Smith tells us much within the space of a few opening pages, setting things up for the ever-broadening expanse of what is to follow. The story is told initially through the voice of Daniel, who lives in London with his significant other. His parents, Chris and Tilde, have been retired from England and residing in apparent rural bliss on a farm they have purchased in Sweden, Tilde’s country of birth. Daniel imagines them as happy and content as they apparently were when they were living in England. That illusion is shattered when Daniel receives a frantic and very unexpected call from his father, advising him that his mother is, as they say, “not well.” Specifically, Tilde has had a psychotic episode and has been hospitalized. Daniel, for reasons of his own, has never visited his parents in Sweden, but makes haste to do so upon hearing this news. On his way to the airport, though, he receives a call from his mother advising him that she has left the hospital and is flying to London to see him. Tilde presents herself in due course; she is not quite herself but not so much so that a stranger could tell.

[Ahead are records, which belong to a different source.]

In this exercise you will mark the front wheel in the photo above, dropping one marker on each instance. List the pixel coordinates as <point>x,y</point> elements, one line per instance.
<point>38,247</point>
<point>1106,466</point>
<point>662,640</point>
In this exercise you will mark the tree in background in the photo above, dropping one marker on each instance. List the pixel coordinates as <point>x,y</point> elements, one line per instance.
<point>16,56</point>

What follows for a great deal of the remainder of the book is a dialogue between Tilde and Daniel during which she tells him what has occurred since she and Chris relocated to Sweden, and a bit of the situation that occasioned the move. Tilde’s story is a fascinating one. Despite being Swedish by birth, she is treated like an outsider by their neighbors, most particularly Håkan Greggson, a rich landowner who quietly but effectively rules their local patch with a manipulative cheerfulness and who seems bent on purchasing Tilde and Chris’s newly acquired farm from them for reasons of his own. Tilde recounts several episodes when Greggson skillfully engineered subtle humiliations of her. Chris, however, has seemed all too willing to establish a friendly relationship with him, notwithstanding Tilde’s reservations.

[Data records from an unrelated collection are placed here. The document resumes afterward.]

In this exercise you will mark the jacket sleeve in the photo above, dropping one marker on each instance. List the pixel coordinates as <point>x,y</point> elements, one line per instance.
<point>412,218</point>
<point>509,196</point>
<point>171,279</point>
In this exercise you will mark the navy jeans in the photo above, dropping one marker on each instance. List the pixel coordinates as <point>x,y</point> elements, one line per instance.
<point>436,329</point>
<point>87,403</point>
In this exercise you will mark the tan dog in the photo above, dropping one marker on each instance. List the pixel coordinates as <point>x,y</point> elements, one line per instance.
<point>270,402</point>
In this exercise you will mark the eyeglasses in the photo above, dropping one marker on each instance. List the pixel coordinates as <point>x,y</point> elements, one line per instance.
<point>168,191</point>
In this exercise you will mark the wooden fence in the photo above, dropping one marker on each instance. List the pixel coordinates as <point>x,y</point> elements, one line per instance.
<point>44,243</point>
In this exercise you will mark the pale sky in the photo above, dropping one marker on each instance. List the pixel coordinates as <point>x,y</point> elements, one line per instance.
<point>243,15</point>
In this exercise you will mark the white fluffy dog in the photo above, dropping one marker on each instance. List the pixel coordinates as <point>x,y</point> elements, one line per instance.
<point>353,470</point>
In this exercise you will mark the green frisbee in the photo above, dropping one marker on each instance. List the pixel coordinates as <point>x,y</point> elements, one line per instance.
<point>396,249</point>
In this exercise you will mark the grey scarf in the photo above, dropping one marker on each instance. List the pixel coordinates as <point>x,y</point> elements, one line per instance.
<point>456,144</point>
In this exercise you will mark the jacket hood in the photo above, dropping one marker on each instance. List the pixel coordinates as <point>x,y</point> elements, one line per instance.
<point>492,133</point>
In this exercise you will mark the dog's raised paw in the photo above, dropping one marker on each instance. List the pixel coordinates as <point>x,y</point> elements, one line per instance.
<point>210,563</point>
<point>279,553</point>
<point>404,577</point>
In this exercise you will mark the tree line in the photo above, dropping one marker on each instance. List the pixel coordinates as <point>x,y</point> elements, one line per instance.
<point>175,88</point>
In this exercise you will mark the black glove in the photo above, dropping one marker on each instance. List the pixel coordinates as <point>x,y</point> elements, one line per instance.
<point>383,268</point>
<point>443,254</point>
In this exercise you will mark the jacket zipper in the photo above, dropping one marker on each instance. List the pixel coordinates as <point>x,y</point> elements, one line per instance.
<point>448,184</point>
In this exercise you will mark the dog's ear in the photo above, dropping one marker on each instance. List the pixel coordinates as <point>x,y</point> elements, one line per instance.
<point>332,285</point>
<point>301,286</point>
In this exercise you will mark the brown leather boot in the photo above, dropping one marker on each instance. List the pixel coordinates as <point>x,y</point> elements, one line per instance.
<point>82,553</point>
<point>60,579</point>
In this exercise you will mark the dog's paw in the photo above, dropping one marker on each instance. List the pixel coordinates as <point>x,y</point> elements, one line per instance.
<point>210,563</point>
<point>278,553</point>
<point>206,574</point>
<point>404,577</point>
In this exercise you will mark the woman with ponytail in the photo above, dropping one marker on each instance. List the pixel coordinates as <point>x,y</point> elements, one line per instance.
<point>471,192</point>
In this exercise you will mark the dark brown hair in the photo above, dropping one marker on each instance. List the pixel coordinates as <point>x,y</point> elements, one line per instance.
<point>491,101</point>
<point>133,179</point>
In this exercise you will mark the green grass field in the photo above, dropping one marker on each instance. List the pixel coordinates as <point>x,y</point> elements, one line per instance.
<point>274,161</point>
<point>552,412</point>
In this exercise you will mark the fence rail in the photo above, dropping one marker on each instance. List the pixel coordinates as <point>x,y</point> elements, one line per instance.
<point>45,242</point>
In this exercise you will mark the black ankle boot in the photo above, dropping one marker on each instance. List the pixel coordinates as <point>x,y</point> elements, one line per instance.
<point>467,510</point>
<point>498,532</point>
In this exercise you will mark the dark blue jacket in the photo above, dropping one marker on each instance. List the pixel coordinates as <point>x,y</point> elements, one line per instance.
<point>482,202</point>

All of this might simply be passed off as Tilde’s misinterpretations of an offhand or perhaps unintended slight. As she gets deeper into her story, however, she accuses the locals --- and her husband --- of engaging in a terrible crime and a conspiracy of silence, the result of which was to have her hospitalized in order to silence her. The problem from Daniel’s standpoint is that Tilde’s account does not seem so far-fetched as to be the result of psychosis, yet does not ring entirely true. While resisting the conclusion that his father might be capable of the actions of which he is accused by his mother, Daniel must decide if his mother is an outright liar, delusional, or telling the truth...or some combination of the three. There are consequences that go with any of the choices, and none of them are good.
To some degree, THE FARM put me in the mind of Dennis Lehane's SHUTTER ISLAND, though topically and stylistically they are very different books. While Lehane’s ending was a sledgehammer across the face in a dark room, THE FARM is a narrative in which one feels the floor giving way by degrees while being distracted by other, more immediate events. Those of us of a certain age who have watched and listened as elderly relatives slip gently and otherwise into shadow will find the dialogue as painful to read as it undoubtedly was for Smith to write it. This is an emotionally powerful book from an author who, with each new work, demonstrates that he is a major literary talent.